Johnathan Lee Iverson sheds light on traveling with the Ringling Bros. and his view on the purpose of life.
Ringmaster, Jonathan Lee Iverson, performing in Grand Rapids.

Ringmaster, Jonathan Lee Iverson, performing in Grand Rapids. /Lucas Rose

"We're doing a disservice to ourselves with this new religion of happy," says Johnathan Lee Iverson, face and ringmaster of the Ringling Bros. Circus. He performs with animals and acrobats for thousands of viewers while wearing bedazzled top hats and tuxes. He puts on a show that aims to bring people joy, yet he himself has values that look past this happiness. 

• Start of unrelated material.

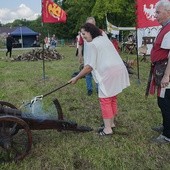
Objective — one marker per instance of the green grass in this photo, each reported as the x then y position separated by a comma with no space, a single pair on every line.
128,149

"You hear people say the purpose of life is to be happy, which is stupid. It's not. I say, the purpose of life is to give to the business of doing what you're supposed to be doing," says Iverson. That's what he is fulfilling in his circus life, getting to the business of who he is. He's a ringmaster, singer and performer. While performing almost 411 shows a year and traveling on a train year round, he also manages to be a husband and father. Iverson performs all over the country while keeping his family close. His two kids and wife, also a performer in the circus, travel with him. 

"We work together; we play together; we live together," says Iverson. The circus eliminates the difficult choice that many other showbizz professions demand: do what you love, or be with the ones you love. This is one of the reasons Iverson claims to have the 'best job in showbiz.' Traveling with the Ringling Bros. allows Iverson to keep his family strong. 

"The thing that makes the circus special is we understand relationships and that's what life is," says Iverson, "It evolves around relationships."

"I understand the great fortune of being able to do what it is I love," says Iverson. He also acknowledges the downfalls of his lifestyle. He says circus life to be a 'singers nightmare' because of the ever-changing climates and arenas that come along with the traveling. The circus constantly demands adjustments out of its crew. Adaptations have to be made for the show to run smoothly. 

"You figure out ways to overcome a lot of those challenges," says Iverson, "It's amazing the adjustments you can make as a human being." 

A circus ringmaster works alongside wild animals, such as elephants and tigers. Yet this ringmaster says it's the human beings that are fascinating. Life in the circus is hectic, as one would imagine. But surprisingly, it's not the animals that make it hectic. It is the people, the balancing and managing of the relationships within the circus.

"The animals are the most predictable thing here. It's the two-legged animals that you have to worry about," says Iverson.